35 years of FAA wildlife strike data reveals surprising patterns in how animals threaten commercial aviation — and what predicts the damage they cause.
Wildlife strikes have increased dramatically since 1990 as air traffic expanded. The data reveals clear seasonal, geographic, and species-based patterns.
Four regression models trained on 163,832 records to predict ordinal damage level (None → Minor → Possible → Substantial → Destroyed). All models achieved R² > 0.80.
K-Means clustering (K=4) on aircraft characteristics reveals distinct incident profiles. PCA explains 58% of variance in 2 dimensions.
A complete supervised and unsupervised learning pipeline built for Georgia Tech's regression analysis curriculum.
Downloaded 316,839 FAA wildlife strike records (1990–2025) from Kaggle. Identified columns with <30% missing values as viable features. Applied median imputation for numeric columns and "Unknown" fill for categoricals.

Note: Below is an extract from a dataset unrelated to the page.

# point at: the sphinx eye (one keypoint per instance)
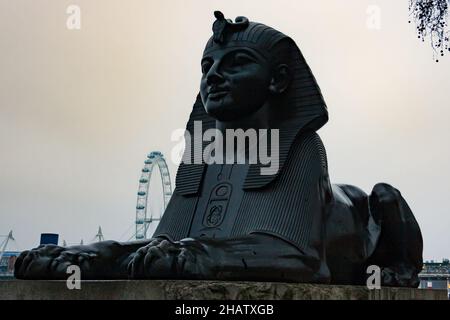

Ordinal encoded target variable DAMAGE_LEVEL as N=0, M=1, M?=2, S=3, D=4. Label encoded 8 categorical features. Selected 10 features based on domain relevance and data coverage threshold.
Trained Linear Regression, Ridge (CV α selection), and Lasso (CV α selection) on 163,832 training samples. Evaluated with RMSE and R². Random Forest provided feature importance rankings. All models achieved R² > 0.80.
StandardScaler normalization on 5 clustering features. Elbow curve analysis confirmed K=4 as optimal. PCA reduced to 2 dimensions for visualization (58% variance explained). Cluster profiles interpreted with Ollama LLM assistance.
Analysis run on a Linux PC (Intel i5-4590, NVIDIA GTX 1060 6GB) with GPU-accelerated Ollama for AI-assisted interpretation. Python data science stack with Jupyter notebooks. Website built in pure HTML/CSS/JS.